Upscale, educated readers delight in the judicious use of rare words. But just as everyone recognizes a bad toupee when they see it, so also do readers recognize when a writer relies too heavily upon a thesaurus to vary word choice.
Florid writing — purple prose — partly follows from over-writing with adjectives and adverbs, and partly from using an unnecessarily large number of polysyllabic words when a concise construction would suffice.
Use the Right Tense.
Verb tense matters. Be very, very careful about submitting stories written in a third-person point of view, but with present-tense verbs.
Don’t Stereotype your Characters.
With contemporary sensitivity to race, ethnicity, orientation and other attributes so finely tuned, it’s difficult to account for stories that rely on one-dimensional characters who are, distilled, just a stereotype of the character, or function as a rigidly archetypical character.
Readers want to love or hate or otherwise care about the characters in a story. Conflict-driven plot requires readers’ emotional investment in the main characters. So when a story presents with lifeless people who follow the script, the story just doesn’t work.
For example, avoid relying on:
- Villains who are ugly or deformed or who had bad childhoods
- Heroes who are beautiful and always get the guy/gal
- Smart secondary characters who can never resist the temptation to do that stupid thing that magically moves the plot along
- Fat people who are lazy or greedy
- Nurses or princesses or secretaries who are perky sluts
- Young heroes who always act with virtue
It helps to understand your characters before you write about them.
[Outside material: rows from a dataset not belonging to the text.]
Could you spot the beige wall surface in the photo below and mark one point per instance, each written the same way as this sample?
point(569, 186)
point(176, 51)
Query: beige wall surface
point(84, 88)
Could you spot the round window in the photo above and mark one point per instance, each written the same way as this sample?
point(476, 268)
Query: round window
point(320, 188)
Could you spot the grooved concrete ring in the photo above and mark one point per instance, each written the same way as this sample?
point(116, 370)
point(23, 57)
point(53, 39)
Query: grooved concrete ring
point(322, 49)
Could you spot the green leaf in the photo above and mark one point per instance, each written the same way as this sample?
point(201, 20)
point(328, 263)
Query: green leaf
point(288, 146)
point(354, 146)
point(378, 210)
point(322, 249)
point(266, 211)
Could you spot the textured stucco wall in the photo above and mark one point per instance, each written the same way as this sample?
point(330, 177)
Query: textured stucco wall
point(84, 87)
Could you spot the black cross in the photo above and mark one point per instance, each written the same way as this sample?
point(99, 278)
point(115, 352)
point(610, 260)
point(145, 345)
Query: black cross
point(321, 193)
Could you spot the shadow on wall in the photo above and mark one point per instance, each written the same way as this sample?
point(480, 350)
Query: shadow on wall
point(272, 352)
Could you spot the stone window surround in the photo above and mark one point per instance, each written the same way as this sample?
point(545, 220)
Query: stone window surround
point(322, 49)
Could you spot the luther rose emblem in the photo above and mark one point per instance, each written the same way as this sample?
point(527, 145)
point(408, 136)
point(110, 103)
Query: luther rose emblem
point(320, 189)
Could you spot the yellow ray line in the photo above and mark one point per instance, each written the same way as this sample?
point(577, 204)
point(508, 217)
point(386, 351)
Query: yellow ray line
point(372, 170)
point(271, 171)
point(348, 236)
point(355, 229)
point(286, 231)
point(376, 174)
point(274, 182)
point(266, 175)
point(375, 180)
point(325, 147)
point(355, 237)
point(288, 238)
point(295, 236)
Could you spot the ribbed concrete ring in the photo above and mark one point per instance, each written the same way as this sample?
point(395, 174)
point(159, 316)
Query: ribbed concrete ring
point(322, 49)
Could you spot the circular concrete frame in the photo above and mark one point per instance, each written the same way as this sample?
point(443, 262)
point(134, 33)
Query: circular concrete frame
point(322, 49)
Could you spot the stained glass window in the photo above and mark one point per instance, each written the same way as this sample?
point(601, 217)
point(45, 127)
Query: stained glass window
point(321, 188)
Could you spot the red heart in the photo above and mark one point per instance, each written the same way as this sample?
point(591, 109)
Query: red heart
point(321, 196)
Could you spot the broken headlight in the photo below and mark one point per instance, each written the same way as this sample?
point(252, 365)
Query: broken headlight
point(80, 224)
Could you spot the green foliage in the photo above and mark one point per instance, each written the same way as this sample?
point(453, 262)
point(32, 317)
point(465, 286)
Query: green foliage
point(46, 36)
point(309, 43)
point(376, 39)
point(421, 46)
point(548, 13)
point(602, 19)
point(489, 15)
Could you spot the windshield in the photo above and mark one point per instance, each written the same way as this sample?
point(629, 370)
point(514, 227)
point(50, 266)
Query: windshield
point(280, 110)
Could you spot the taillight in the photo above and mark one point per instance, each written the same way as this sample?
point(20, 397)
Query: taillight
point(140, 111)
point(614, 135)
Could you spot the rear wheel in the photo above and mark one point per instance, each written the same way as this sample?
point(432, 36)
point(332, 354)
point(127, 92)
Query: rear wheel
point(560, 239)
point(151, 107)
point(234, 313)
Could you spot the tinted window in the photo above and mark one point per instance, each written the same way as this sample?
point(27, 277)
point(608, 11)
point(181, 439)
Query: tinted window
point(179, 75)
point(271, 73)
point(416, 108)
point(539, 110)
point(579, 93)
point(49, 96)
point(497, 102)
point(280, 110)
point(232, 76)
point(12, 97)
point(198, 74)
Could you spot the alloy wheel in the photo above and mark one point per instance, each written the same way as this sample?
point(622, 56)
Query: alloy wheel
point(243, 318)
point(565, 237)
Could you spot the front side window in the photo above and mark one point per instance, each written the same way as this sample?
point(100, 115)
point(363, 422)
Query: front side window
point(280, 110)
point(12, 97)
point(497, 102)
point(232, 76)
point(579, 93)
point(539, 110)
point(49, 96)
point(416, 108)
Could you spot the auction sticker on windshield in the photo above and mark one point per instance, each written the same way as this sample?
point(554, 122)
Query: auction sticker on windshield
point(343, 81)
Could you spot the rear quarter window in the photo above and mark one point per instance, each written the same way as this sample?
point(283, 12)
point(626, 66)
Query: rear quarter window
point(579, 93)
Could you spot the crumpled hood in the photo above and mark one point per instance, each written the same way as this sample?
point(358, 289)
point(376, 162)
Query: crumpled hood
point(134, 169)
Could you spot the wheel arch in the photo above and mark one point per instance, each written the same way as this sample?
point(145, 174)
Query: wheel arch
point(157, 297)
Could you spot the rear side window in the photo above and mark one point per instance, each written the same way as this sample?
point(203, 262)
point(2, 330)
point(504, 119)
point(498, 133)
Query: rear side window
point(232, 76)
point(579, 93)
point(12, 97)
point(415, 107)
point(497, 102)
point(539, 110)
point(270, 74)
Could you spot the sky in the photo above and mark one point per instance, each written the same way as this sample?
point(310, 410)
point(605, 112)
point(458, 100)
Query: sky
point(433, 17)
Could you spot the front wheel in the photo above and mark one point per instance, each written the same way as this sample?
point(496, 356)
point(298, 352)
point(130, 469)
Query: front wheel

Use a Consistent Point of View.
Authors unschooled in POV structures sometimes fall naturally into an appropriate POV, but the Pareto Principle governs here. Roughly 80 percent of material suffers from at least some POV confusion. Sometimes it’s just picking the wrong POV for a given scene; sometimes the problem is that POV flips within the same scene.
Think Before you Twist.
Twists. Some authors love them. But plot twists must be executed with care; they’re an advanced technique that requires careful foreshadowing and plausibility to work. A twist that basically says, “Haha, reader, I fooled you!” isn’t storytelling, it’s an insult to the reader’s intelligence.
A rule of thumb: A weak writer has no plot; a mediocre writer writes with plot twists; a superior writer offers a strong plot that doesn’t need twisting. Some exceptions, of course — horror, as a genre, tends to twist a bit. But as a rule, if you think you’ve got a clever plot twist, think instead about how to improve the whole plot so the twist isn’t necessary. Good stories shouldn’t require contrivances to finish in satisfying fashion.
Mind the Motivation.
Why do your characters do the things they do? A good story drinks deeply from the well of human moral psychology, but it also remains true to moral plausibility. If characters behave in ways that are unexpected and out-of-character compared to what a “real” person would do, then something’s misfired. It’s a common conceit that people believe themselves to have a good sense of right and wrong, so therefore they’re fully capable of making an ethical assessment of some situation. But moral philosophy is richer and more nuanced than just the instinctive moral sentiments of the uneducated.
The why of the story must be both plausible and intelligible. If it’s not, the whole premise of the story collapses.
Tip: If you really want to foray into motivation and morals, it’s well worth your time to read one of the accessible overviews of moral philosophy, such as Alasdair MacIntyre’s A Short History of Ethics or John Rawls’ Lectures on the History of Moral Philosophy.